OCAtari: Object-Centric Atari 2600 Reinforcement Learning Environments
- URL: http://arxiv.org/abs/2306.08649v2
- Date: Tue, 27 Feb 2024 17:34:43 GMT
- Title: OCAtari: Object-Centric Atari 2600 Reinforcement Learning Environments
- Authors: Quentin Delfosse, Jannis Bl\"uml, Bjarne Gregori, Sebastian
Sztwiertnia, Kristian Kersting
- Abstract summary: We extend the Atari Learning Environments, the most-used evaluation framework for deep RL approaches, by introducing OCAtari.

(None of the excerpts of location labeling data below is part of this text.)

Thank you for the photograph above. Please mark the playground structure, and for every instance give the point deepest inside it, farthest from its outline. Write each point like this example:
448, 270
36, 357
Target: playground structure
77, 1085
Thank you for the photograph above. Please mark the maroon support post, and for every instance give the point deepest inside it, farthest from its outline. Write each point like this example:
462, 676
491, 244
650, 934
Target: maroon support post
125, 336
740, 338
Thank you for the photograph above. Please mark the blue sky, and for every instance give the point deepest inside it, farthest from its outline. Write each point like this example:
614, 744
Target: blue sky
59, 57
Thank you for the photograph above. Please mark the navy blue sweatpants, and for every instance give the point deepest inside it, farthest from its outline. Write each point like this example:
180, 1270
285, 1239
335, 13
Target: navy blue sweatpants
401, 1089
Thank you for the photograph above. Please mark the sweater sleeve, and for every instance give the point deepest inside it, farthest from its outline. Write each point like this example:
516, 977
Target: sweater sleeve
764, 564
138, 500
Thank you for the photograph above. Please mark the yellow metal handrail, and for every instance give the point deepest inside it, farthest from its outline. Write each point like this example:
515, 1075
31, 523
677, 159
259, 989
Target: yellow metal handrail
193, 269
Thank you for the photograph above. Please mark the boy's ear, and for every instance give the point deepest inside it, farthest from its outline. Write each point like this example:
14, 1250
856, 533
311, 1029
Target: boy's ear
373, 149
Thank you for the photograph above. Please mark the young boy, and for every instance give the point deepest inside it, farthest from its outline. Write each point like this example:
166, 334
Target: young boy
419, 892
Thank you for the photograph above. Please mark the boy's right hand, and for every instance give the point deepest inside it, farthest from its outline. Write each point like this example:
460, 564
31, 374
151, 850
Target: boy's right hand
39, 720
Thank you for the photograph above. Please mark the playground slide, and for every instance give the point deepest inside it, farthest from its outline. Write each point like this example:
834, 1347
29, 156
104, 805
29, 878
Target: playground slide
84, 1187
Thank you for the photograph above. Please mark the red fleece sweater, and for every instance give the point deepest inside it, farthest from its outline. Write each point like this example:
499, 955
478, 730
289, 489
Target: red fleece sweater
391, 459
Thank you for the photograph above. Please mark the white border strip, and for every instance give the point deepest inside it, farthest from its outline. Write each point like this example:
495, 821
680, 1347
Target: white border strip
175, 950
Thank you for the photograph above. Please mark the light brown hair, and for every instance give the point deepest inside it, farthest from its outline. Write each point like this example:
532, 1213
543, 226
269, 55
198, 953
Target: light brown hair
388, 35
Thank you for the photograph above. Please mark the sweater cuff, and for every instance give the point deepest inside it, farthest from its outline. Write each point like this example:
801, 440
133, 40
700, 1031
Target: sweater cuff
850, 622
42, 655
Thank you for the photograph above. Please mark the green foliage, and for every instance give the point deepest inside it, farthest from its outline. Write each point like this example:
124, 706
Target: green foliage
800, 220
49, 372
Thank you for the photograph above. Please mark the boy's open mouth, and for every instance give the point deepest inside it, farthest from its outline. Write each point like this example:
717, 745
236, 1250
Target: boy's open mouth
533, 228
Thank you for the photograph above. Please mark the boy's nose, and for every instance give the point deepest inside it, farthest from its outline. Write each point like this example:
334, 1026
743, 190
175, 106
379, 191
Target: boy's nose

Our framework allows for object discovery, object representation learning, as well as object-centric RL.
- Score: 20.034972354302788
- License: http://creativecommons.org/licenses/by/4.0/
- Abstract: Cognitive science and psychology suggest that object-centric representations
of complex scenes are a promising step towards enabling efficient abstract
reasoning from low-level perceptual features. Yet, most deep reinforcement
learning approaches only rely on pixel-based representations that do not
capture the compositional properties of natural scenes. For this, we need
environments and datasets that allow us to work and evaluate object-centric
approaches. In our work, we extend the Atari Learning Environments, the
most-used evaluation framework for deep RL approaches, by introducing OCAtari,
that performs resource-efficient extractions of the object-centric states for
these games. Our framework allows for object discovery, object representation
learning, as well as object-centric RL. We evaluate OCAtari's detection
capabilities and resource efficiency. Our source code is available at
github.com/k4ntz/OC_Atari.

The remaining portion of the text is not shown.